Des archéologues péruviens ont encore découvert en 2010, dans la Huaca Las Ventanas les restes d'une vingtaine de squelettes dont les restes d'un enfant de 3 à 4 ans datant du 12e s. et la dépouille d'un notable drapé dans un fardo funéraire, paré d'une coiffure et d'un masque aux yeux ailés, ornement caractéristique des nobles de la culture Sicán.

Vers Piura
A la sortie nord de Lambayeque, la route se divise en deux : à g. la nouvelle route panaméricaine qui file droit vers Piura; à dr. l'ancienne route Panaméricaine qui conduit à Olmos, traditionnel embranchement de la route dite "Olmos-Marañon" ou encore Transandina, qui par l'Abra de Porculla - le col le plus bas des Andes péruviennes (2144 m) - donne accès aux localités amazoniennes du bassin du bas-Marañon : Jaen, Bagua, Chachapoyas, Rioja, Moyobamba, Tarapoto... Cette région dite "Selva Alta" - aux extraordinaires et luxuriants paysages - est devenue l'une des principales régions agricoles du Pérou (café, céréales, fruits, bois). Son développement touristique est en plein essor.

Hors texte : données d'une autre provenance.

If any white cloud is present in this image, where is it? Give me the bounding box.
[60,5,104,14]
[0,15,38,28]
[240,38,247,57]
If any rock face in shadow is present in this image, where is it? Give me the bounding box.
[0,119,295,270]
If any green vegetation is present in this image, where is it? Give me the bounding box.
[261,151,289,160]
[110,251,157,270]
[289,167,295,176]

Entre Lambayeque et Piura, la nouvelle route Panaméricaine Nord (tracée dans les années 1980) traverse en ligne droite, sur près de 200 km, le désert de Sechura, longue succession de dunes arides poussées par le vent, dans un paysage quasiment lunaire. En mars et avril 1998, suite à des pluies diluviennes, jamais vues dans cette région et provoquées par le phénomène du "Niño", se forma dans le désert un lac immense qui fut appelé "La Niña Piura". Les eaux de l'océan y pénétrèrent, qui en firent un véritable paradis pour la pêche, immédiatement exploité. Peu profonde, la lagune est actuellement en train de se résorber, avec le retour de la sécheresse.